Prometheus at 10: What’s Been Its Impact on Observability?
Happy 10th birthday to the open source software and community of Prometheus. Named after the Greek god who gave us fire, this second Cloud Native Computing Foundation (CNCF) project became the first major tool driving observability of modern systems— because you can’t fix what you can’t measure, before, during and after experimentation.
Hatched by ex-Googlers at SoundCloud, Prometheus has grown over the last 10 years to more than 700 open source contributors — although only about 25 regulars — and more than a million users. It was also the first open source tool that integrated trigger alerting within service monitoring, which it does organized into time-series, key-value pairs.
But what, besides a rad name, makes Prometheus so popular after all these years? Some of its most prominent creators and advocates weighed in to uncover the impact 10 years of better observability has had on the software industry and the widespread adoption of open source across our distributed world.
A Brief History of Prometheus
“More and more ‘normal’ companies went into a stage where they had fairly complex, distributed systems and were severely lacking troubleshooting skills.” That’s how “Prometheus: The Documentary” and the impetus for the software kicked off.
There was a do-it-yourself culture of tooling that tried to fill this void, while, at the same time, system complexity was rapidly increasing. Existing internal tooling was mostly manual and couldn’t scale to keep up.
Back in 2012, Julius Volz and Matt T. Proud had recently moved from Google to SoundCloud. They soon found that SoundCloud, with hundreds of microservices and thousands of processes running, had a lot of reliability and latency issues. “And we were having trouble even figuring out where these problems were coming from,” or often even pinpointing what was broken, said Volz in the documentary.
SoundCloud had built its own cluster scaler system — a precursor to Docker and Kubernetes — facilitating a dynamic and ever-changing computing environment. However, there were no traditional tools able to peek under the hood of a cluster.
“We were really disappointed in what existed in terms of monitoring outside of Google,” Volz told The New Stack.
At the time, no open source tooling existed to bridge the chasm between time-series metrics and alerting, let alone with the desired flexibility and scalability.
So he and Proud started building what would become Prometheus in their spare time, open sourcing it on GitHub from the start. Then they started building more and more during their day jobs.
“We were a lot of the time taking a lot of liberties,” Volz said. “But also we wanted to make SoundCloud more reliable. But before we do that, we need to know what’s going on.” The pair built a lot of infrastructure reliability diagrams for their colleagues, in which all roads pointed to an urgent need for visibility.
Volz pointed to a tipping point where people at SoundCloud started to recognize the value of Prometheus. For each microservice process, they were finally able to understand things like their resource usage over time — “a huge insight into things that were so opaque before,” he said. About 18 months into the project, it became mandatory at SoundCloud that each microservice be released with Prometheus inside.
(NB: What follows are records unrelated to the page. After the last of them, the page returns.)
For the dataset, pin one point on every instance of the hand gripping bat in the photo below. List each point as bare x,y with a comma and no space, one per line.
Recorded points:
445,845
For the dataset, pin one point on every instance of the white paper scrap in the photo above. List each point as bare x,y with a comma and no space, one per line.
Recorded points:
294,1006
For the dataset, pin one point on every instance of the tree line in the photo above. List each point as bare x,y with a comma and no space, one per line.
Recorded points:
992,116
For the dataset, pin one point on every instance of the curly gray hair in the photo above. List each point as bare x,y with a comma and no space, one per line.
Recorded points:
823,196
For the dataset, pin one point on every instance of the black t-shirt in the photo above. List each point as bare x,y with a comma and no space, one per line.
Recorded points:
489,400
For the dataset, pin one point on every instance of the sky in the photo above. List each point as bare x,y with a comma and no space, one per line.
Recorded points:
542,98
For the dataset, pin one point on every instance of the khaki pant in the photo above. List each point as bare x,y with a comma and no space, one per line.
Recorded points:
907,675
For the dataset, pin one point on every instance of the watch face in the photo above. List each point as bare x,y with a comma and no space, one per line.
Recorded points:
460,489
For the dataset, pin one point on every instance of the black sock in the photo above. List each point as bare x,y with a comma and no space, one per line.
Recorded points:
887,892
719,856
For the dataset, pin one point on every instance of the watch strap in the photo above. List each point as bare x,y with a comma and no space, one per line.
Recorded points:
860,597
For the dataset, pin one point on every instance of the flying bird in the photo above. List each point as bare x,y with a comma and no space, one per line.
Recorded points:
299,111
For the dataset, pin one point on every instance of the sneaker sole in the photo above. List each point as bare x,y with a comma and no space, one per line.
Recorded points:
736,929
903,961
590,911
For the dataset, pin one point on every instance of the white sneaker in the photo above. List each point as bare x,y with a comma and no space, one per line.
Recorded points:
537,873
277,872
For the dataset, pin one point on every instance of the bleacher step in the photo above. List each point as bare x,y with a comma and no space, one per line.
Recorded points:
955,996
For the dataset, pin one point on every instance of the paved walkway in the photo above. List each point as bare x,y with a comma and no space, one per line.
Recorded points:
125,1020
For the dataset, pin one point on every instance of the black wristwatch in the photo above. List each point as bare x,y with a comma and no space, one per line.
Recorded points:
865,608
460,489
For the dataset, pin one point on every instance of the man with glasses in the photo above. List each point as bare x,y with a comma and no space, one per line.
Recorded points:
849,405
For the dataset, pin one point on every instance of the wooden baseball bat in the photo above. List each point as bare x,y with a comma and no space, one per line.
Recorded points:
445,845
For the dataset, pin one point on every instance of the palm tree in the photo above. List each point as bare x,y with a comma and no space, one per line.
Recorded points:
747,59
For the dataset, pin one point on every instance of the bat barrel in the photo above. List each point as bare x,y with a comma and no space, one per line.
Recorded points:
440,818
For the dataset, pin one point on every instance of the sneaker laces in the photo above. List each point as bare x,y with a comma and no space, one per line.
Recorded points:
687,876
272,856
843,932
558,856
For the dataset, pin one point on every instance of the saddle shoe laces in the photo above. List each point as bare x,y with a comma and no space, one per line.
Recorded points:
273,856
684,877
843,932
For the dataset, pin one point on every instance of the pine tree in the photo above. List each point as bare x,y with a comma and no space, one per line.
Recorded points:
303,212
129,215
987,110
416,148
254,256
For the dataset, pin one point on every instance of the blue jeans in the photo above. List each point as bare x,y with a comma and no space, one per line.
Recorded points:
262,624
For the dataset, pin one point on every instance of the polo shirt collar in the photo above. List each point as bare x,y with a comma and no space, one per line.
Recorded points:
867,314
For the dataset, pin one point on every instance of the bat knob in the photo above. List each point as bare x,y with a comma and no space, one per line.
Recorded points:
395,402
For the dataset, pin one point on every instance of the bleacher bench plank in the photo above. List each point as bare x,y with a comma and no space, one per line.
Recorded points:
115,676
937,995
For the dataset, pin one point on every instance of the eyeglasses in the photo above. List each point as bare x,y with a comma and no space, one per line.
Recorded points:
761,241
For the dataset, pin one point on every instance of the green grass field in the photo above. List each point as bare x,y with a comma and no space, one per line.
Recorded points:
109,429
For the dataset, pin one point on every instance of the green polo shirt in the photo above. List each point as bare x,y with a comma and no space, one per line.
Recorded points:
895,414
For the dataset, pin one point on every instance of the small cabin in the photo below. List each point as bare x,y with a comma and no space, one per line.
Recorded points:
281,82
While the project was on GitHub for more than two years, its creators kept it in stealth mode until January 2015. With the acquiescence of SoundCloud’s open source program lead, Prometheus became a more public open source project with a website, documentation and some press.
The seeds of Prometheus soon landed on fertile soil, alongside the July 2015 release of Kubernetes container orchestration. Prometheus became the first open source monitoring tool that allowed for service discovery, something that was desperately needed with the highly distributed, highly complex Kubernetes.
“Both inspired by analogous products at Google,” Volz noted, the two projects quickly achieved tight integrations, “with Kubernetes then offering native Prometheus metrics and Prometheus offering Kubernetes service discovery, that meshed really well.”
Soon after the CNCF recruited Kubernetes as its first project, Prometheus became its second.
Since then, the ecosystem and codebase has grown, but notably not pivoted focus over the last decade.
The Technical Impact of Prometheus
Prometheus for the first time opened up observability into increasingly complex systems — which certainly weren’t made less complex with Kubernetes — democratizing data so far more members of an organization could gain that level of visibility and understanding.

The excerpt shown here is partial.